Precious revelation of spiritual leadership came to me on the yoga mat. Running a small yoga studio and teaching many classes each week while moving through the ending of my marriage had been both profoundly challenging and deeply healing. One evening after class a student quietly approached me to say, “I know this has been a difficult time for you, but you are present with such grace for every class and I see it’s possible to find some peace even when things are hard.”
Humbled and blessed by her words, I recalled how often I’d invited everyone to take a few extra breaths between postures because I was finding my own. I remembered how the service of teaching had given me respite from my spinning thoughts, calling me to pay attention just to this one breath, then the next, and the next. I knew that over and over again I had shared with others the words I most needed to hear: “There is no place else to be, nothing you need to fix or change to begin this practice. Give yourself permission to be here just as you are.”
Months later, more Yin Yoga training invited me to explore new questions about how I step on the mat and into life as a learner and a teacher. Am I putting myself on my own path or treading someone else’s? Am I running toward or away? Am I willing to look again, not be right, not be the one who knows? Am I willing to approach everyone and everything with honour and respect? Am I willing to show up in the world as I am, to show up from my heart?
I began to consider that spiritual leadership is not about losing all of our baggage, doubt, and uncertainty so that we can bring an all-knowing, never-erring presence to our communities.
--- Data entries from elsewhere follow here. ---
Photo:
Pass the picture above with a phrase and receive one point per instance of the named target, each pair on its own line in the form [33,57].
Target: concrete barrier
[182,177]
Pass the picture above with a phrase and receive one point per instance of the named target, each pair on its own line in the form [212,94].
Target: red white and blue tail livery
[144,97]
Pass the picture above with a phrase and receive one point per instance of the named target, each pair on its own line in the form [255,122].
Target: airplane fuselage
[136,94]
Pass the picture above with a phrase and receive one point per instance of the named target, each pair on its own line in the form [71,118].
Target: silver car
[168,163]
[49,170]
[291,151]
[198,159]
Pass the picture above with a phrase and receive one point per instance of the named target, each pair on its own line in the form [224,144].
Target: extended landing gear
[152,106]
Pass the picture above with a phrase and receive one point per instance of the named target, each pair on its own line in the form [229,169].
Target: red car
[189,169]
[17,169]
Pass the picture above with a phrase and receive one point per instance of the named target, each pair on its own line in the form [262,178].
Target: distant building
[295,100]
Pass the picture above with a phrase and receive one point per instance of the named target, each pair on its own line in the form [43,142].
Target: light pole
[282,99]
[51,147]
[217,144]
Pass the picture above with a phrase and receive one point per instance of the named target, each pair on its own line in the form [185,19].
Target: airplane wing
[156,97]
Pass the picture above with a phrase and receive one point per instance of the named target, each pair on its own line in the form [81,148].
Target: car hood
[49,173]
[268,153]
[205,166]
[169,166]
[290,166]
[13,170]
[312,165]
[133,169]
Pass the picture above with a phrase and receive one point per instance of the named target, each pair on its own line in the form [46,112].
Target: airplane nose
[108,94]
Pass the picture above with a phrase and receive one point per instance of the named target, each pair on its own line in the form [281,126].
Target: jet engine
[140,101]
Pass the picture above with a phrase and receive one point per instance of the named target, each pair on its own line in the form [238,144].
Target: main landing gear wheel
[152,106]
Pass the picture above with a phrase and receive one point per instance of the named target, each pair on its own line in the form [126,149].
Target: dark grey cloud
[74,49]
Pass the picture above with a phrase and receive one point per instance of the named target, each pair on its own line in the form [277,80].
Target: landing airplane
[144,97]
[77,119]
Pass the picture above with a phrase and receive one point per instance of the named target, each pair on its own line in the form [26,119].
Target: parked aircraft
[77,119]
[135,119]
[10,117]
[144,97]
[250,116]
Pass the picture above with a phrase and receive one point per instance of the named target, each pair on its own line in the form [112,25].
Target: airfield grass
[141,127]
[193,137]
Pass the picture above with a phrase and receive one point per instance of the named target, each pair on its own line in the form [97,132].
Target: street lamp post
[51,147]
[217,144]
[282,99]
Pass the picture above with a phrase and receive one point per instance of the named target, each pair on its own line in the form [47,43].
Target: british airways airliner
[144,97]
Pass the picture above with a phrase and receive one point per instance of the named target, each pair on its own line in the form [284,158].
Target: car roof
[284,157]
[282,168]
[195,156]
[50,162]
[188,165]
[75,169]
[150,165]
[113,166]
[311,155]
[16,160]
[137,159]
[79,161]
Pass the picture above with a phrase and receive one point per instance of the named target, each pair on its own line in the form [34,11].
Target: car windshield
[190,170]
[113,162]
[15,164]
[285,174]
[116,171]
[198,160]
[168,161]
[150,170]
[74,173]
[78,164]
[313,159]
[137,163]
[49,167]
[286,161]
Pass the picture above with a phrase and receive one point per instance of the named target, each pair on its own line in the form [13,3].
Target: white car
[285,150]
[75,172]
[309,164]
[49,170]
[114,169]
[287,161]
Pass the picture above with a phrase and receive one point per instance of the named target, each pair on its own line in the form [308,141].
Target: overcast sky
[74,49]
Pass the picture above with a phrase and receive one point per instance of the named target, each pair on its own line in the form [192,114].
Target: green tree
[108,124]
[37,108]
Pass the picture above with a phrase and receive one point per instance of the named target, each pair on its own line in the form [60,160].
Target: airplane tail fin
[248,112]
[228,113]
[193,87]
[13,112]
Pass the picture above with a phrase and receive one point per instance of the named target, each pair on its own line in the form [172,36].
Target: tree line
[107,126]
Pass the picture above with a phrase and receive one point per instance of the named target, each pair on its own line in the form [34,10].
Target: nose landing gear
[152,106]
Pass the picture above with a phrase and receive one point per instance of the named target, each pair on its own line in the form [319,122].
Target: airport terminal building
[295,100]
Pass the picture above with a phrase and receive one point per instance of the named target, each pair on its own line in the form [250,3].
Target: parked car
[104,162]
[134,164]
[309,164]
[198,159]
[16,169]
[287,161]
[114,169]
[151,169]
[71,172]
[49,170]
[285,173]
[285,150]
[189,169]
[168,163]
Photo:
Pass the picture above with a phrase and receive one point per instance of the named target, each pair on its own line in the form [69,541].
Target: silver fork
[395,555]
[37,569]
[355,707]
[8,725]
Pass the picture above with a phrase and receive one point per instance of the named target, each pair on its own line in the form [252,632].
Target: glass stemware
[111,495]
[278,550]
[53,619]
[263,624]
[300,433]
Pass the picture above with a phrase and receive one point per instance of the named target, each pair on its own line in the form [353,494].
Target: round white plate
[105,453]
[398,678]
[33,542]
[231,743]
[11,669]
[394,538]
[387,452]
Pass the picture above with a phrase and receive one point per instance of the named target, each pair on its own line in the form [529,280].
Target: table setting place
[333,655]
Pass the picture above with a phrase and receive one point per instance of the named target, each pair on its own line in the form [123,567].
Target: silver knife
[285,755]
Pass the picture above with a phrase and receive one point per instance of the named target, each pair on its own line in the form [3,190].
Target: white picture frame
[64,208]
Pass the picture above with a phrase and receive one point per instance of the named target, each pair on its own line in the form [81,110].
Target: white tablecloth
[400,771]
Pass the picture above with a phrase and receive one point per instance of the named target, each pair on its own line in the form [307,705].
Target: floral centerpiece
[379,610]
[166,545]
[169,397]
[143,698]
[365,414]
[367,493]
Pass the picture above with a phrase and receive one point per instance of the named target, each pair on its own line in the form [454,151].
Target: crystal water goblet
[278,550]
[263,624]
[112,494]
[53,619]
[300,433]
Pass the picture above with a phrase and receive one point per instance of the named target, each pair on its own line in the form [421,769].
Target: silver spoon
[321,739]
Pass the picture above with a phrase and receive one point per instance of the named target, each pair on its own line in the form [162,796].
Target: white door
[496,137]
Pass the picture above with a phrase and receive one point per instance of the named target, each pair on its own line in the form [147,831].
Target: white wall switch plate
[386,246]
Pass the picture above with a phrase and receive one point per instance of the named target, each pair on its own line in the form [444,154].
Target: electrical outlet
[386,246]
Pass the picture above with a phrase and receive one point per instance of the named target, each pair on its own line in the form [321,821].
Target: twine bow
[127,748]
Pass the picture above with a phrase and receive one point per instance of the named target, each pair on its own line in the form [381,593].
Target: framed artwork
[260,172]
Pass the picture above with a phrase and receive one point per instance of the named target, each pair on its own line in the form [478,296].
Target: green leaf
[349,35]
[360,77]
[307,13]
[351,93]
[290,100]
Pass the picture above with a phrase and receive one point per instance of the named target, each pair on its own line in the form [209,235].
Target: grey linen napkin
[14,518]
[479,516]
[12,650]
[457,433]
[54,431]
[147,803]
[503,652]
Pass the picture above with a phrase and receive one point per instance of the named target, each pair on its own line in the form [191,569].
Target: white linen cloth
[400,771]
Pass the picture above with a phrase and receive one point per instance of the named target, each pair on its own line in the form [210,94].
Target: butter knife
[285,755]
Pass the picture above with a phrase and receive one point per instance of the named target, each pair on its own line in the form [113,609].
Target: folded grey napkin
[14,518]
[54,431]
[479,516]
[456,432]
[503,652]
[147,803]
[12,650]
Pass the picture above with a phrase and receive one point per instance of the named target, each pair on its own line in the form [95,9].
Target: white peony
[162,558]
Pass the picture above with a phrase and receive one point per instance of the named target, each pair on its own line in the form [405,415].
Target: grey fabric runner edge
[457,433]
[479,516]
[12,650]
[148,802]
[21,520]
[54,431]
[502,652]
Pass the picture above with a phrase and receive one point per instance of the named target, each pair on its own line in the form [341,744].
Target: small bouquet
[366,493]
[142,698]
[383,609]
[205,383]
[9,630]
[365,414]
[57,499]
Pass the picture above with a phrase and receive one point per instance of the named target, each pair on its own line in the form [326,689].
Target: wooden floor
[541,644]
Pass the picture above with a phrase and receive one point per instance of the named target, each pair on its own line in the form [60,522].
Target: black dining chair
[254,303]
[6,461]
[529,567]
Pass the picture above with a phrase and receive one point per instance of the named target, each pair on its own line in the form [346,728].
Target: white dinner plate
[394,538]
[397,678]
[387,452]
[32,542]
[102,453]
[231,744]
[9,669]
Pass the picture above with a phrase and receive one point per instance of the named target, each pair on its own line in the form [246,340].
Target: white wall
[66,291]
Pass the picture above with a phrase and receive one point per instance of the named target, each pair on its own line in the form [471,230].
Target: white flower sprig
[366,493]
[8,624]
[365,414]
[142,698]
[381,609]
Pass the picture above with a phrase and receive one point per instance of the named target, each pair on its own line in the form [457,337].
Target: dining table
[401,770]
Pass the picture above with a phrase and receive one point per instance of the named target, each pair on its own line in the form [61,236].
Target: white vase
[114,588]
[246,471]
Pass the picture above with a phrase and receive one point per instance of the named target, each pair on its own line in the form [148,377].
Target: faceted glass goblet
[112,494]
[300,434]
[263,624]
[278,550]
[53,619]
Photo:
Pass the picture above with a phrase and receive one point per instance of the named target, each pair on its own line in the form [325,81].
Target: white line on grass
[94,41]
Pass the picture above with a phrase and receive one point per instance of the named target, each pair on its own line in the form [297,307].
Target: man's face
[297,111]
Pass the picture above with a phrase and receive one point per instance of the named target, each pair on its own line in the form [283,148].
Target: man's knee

I started to grow into the concept that spiritual leadership is more about serving with awareness and humility as a compassionate witness to our shared human experience, indeed that we come into leadership the moment we dare not to be ahead of others but rather to be awake and present with them.
To me, this is the work of spiritual leadership: letting go of the need to know everything, becoming alive to seeing what is, and both witnessing and responding to each moment with the compassionate awareness of the heart.